Alla vigilia della sfida d'andata della semifinale di Coppa Italia contro l'Atalanta, Maurizio Sarri ha presentato il match e ha parlato della situazione della sua Lazio. Tra i temi toccati anche il suo futuro in biancoceleste, le difficoltà della stagione, ma anche la protesta dei tifosi e la differenza progettuale tra i laziali e i bergamaschi. Di seguito le parole del mister della Lazio riportate da Sport Mediaset.
"La stagione complicata era chiara dall'inizio, l'ha detto la società, l'ho detto io. La situazione sarebbe stata di questo tipo, tutti devono avere pazienza, io una bella dose ce l'ho messa. Sarebbe bello che la mettessero tutti. Questa partita non ha un grande peso per il futuro, il prossimo anno deve essere un anno 'uno', con ogni evenienza".
"La gara di domani sarà difficilissima. Su due partite loro sono ancora da Champions League. Dobbiamo essere orgogliosi del percorso, e anche l'entusiasmo di potercela giocare".
"Se domenica si è visto un atteggiamento così è colpa di tutti: della squadra, del tecnico, dello staff, della società e dell'ambiente.
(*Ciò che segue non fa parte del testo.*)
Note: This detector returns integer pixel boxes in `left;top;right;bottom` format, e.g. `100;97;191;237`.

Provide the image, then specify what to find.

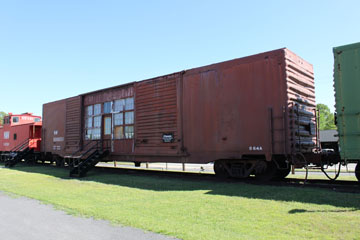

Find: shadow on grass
289;208;358;214
0;164;360;210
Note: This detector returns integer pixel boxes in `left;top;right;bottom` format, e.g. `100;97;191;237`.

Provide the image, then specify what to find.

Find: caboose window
104;117;111;135
104;102;111;113
114;113;123;126
86;117;92;128
94;116;101;128
115;99;125;112
86;105;93;116
125;112;134;124
4;131;10;139
114;126;124;139
125;98;134;110
125;126;134;138
94;104;101;115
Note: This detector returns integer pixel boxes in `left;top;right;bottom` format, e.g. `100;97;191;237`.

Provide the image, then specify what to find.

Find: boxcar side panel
135;74;181;155
184;49;286;162
41;99;66;155
65;96;83;153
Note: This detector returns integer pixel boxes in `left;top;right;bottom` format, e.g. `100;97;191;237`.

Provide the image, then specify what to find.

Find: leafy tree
0;111;7;125
316;103;336;130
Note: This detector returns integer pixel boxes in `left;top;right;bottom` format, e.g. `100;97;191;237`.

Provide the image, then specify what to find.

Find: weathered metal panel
285;49;317;154
333;43;360;160
41;99;66;155
135;74;180;154
183;49;287;162
65;96;82;153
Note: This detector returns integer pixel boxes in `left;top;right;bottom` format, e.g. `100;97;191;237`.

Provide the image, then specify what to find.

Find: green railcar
333;43;360;181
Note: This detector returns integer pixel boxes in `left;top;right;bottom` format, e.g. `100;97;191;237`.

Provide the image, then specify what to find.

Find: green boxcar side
333;43;360;160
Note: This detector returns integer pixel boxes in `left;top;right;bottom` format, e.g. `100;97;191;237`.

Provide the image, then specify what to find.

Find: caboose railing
10;138;30;152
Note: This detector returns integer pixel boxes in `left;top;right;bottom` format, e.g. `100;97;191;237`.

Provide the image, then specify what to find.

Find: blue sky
0;0;360;114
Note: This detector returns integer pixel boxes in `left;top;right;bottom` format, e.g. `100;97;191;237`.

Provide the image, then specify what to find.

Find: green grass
0;166;360;240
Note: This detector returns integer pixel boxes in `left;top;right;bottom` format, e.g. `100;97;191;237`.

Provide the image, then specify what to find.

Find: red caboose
0;113;42;152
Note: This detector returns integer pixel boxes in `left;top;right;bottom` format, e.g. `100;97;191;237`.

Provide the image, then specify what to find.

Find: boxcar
42;48;326;177
333;43;360;180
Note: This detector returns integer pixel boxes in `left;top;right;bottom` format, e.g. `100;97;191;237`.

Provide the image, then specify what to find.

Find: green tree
316;103;336;130
0;111;7;125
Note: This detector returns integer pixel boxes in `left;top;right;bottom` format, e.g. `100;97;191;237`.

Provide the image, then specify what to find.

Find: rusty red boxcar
42;48;317;177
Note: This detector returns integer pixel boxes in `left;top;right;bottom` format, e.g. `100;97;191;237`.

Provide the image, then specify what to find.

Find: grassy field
0;166;360;240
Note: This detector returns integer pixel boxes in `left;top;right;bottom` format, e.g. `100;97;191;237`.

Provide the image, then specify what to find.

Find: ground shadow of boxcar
1;165;360;214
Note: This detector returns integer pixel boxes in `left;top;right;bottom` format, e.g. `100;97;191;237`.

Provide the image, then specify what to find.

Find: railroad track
94;166;360;194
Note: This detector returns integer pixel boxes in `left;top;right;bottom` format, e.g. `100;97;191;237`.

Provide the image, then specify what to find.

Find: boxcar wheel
255;161;277;181
274;165;291;180
355;161;360;182
214;160;229;178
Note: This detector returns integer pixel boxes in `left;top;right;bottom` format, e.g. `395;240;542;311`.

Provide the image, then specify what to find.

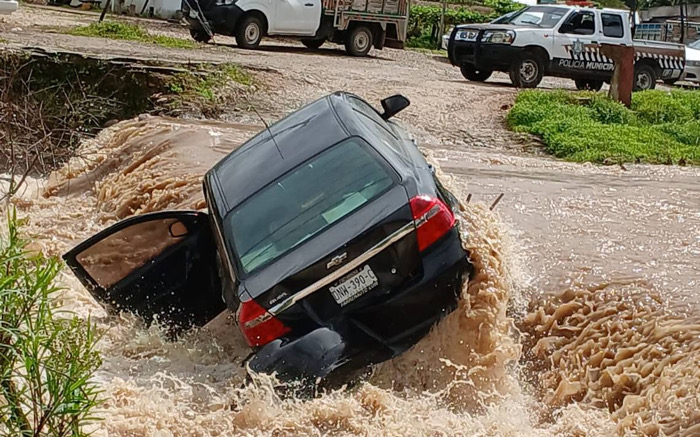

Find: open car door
63;211;226;334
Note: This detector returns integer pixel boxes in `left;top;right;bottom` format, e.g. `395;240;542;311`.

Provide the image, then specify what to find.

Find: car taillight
411;196;455;251
238;299;290;347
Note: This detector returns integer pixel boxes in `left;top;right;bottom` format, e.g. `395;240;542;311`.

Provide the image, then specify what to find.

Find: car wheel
301;38;326;50
574;79;603;91
236;15;263;49
633;64;656;91
345;26;373;56
190;29;211;43
508;52;544;88
459;64;493;82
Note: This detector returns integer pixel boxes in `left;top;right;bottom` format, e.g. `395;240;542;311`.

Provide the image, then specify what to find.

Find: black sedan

Poche settimane fa abbiamo fatto tre partite di buon livello, era inaspettato questo calo di energie nervose e mentali. Domani abbiamo la riprova".
"Il mio futuro? Ero con il direttore sportivo pure mezz'ora fa. I primi cambi saranno fatti dalla società. Un anno di investimenti per essere più importanti, programmare ora è difficile, anche per capire chi sarà sul mercato tra tre mesi".
"Se uno a Roma sta dietro le polemiche si ammazza dopo quindici giorni. Io le cose esterne non le ascolto e non mi interessa. Chiaro che faccio l'allenatore, tutti vorrebbero avere la squadra più forte ogni anno. Fa parte del nostro mestiere e delle nostre ambizioni. Il gruppo squadra è sano, non ci sono grandi problematiche, è una squadra che ti dà gusto da allenare, peccato che ci sono le partite e ogni tanto uno si incazza".
"L'Atalanta ha fatto un percorso iniziato dieci anni fa e che li ha portati a conquistare l'Europa facendo investimenti di livello diverso. La Lazio questo percorso lo deve fare, e fare investimenti per tornare in Europa con continuità".
"Ieri c'erano Gila e Pedro, ma non Basic. Vediamo chi di questi quattro può essere recuperabile in maniera totale o parziale. I tifosi? Rispetto le decisioni delle persone, ma a noi mancano. Spero che da dentro si possano sentire i tifosi, già questo sarebbe un grande segno di partecipazione. Se lo fanno sono contento".